Last week I attended a face to face meeting of almost all the staff now working directly on the ADONIS project, a fairly unusual event (I think this was the first one in the current development cycle) since the project now has many people working in different locations around France. Probably as a punishment for typing too noisily during the meeting, I was asked to draft a brief report on the meeting for the ADONIS website, which seems a good pretext for me to write up a blog posting here.
ADONIS is a TGE (Très Grand Equipement) directly financed by the Ministry of Higher Education (MESR) and reporting to the CNRS, the National Research Council. (Inevitably these two bodies occasionally have different points of view and priorities, which makes life, shall we say, interesting). ADONIS is so far the only TGE to have been specifically charged with responsibility for infrastructural support of the humanities and social sciences (SHS) and has defined an ambitious programme of work, currently underway. The TGE is co-ordinated by a small team based in Paris but is highly distributed, with most of its key activities and services being run by people attached to other labs and service organizations around the country, some of whom had never met before this meeting, though they feature on the official staff list.

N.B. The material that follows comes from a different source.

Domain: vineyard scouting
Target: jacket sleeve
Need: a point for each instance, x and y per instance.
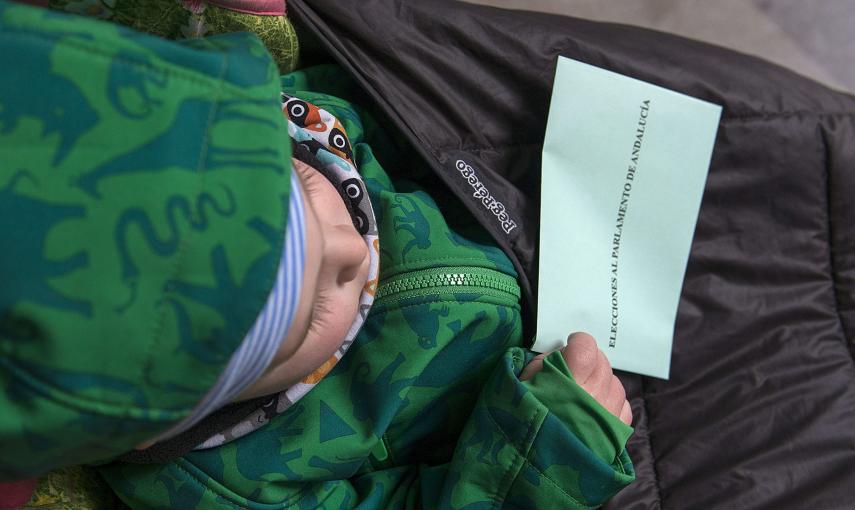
(539, 444)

After a set of mutual introductions around the table, Yannick Maignien (Director) and Richard Walter (Assistant Director) began by sketching out the TGE’s overall structure and objectives, placing them in the international and national contexts respectively. The mission of ADONIS is to improve the quality and efficiency of French research in SHS, by facilitating better access to shared resources, and promoting best practice; in defining and implementing the key infrastructural resources and services needed for the humanities research environment. These include, for example, provision of archival resources; development of an intelligent search engine for existing digital resources; training on the use of specific relevant technologies; promotion of open access and other digital publishing methods.
Administratively speaking, ADONIS is a “Unité Propre de Service” (Specific Service Unit) attached to the CNRS, and funded like others such on a four year rolling programme. It has a Steering Committee (comité de pilotage), chaired by Michel Spiro, with representatives of the Ministry and the CNRS Institute for Human and Social Sciences, and other interested parties. It also has an Advisory Board (comité scientifique) with a dozen or so distinguished members (e.g. Simon Hodson from JISC, Stephan Gradman from Humboldt University, Francoise Genova from the Strassbourg Observatory).
Since 2005, the CNRS has also funded a number of centres de ressources (National Resource Centres). These are subject-specific centres attached to one or more existing labos (research units) and charged with the task of sharing their expertise and their services with other research units. In the hard sciences, typically, research is carried out at one of a small number of large labos; in the Humanities by contrast, there is a very large number of small units. Hence the importance of developing and sharing shared solutions to common problems, and the important role that ADONIS has with regard to the centres. Just to make life even more interesting, there are other relevant national organizations, notably the CNRS network of professional staff (collectively known in the CNRS as ITA: Ingénieurs, Techniciens, Administrateurs), and the completely different regional network of Maisons des Sciences de l’Homme which provide support services to the Universities, rather than via the CNRS.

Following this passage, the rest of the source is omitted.